More details can be found in their report which is on this github: https://github.com/pielet/HairNet.git.
PRNet (Face Model)
- 3D Face Representation: They proposed UV position map as the presentation of full 3D facial structure with alignment information. UV position map is a 2D image recording 3D positions of all points in UV space. This is the case of using UV space to store the 3D position of points from 3D face model aligned with corresponding 2D facial image. The ground truth 3D facial shape exactly matches the face in the 2D image when projected to the x-y plane, so the position map is represented by pos(u,v) = (x,y,z) where (u, v) represents the UV coordinate of a point in face surface.
- Network Architecture: They employed an encoder-decoder structure to learn the transfer function that transfers the input RGB image into position map image. The encoder part of the network begins with one convolution layer followed by 10 residual blocks which reduce the 256 × 256 × 3 input image into 8 × 8 × 512 feature maps. The decoder part contains 17 transposed convolution layers to generate the predicted 256 × 256 × 3 position map.

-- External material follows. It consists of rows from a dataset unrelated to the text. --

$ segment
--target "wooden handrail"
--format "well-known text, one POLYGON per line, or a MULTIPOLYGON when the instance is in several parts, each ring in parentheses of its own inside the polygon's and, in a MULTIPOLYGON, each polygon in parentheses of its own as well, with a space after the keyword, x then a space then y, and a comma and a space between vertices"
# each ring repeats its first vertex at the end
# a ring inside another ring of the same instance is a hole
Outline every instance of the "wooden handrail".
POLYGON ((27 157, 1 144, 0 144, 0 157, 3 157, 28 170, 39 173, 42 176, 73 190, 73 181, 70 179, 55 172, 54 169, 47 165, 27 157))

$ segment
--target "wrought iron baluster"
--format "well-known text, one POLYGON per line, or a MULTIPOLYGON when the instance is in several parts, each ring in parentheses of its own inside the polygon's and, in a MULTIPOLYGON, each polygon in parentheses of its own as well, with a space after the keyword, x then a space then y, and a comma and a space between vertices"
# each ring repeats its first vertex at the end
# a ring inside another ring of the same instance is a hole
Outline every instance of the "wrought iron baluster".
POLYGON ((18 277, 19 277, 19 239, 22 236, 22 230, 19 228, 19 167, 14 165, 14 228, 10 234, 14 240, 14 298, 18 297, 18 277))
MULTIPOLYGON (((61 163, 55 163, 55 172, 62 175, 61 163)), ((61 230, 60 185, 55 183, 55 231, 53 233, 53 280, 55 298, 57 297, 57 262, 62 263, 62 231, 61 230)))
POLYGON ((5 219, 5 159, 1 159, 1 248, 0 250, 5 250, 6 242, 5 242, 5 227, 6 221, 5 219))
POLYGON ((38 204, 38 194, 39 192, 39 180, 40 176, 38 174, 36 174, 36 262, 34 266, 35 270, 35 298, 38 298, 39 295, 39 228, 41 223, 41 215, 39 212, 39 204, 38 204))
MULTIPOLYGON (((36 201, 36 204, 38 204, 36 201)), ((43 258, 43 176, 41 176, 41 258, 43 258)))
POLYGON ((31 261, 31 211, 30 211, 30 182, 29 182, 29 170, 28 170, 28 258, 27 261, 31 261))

In order to learn the parameters of the network, they built a loss function to measure the difference between ground truth position map and the network output. Since central region of face has more discriminative features than other regions, they employed a weight mask to form our loss function. The position of 68 facial keypoints has the highest weight, so that to ensure the network to learn accurate locations of these points.
More details can be found in their report which is on this github: https://github.com/YadiraF/PRNet.git.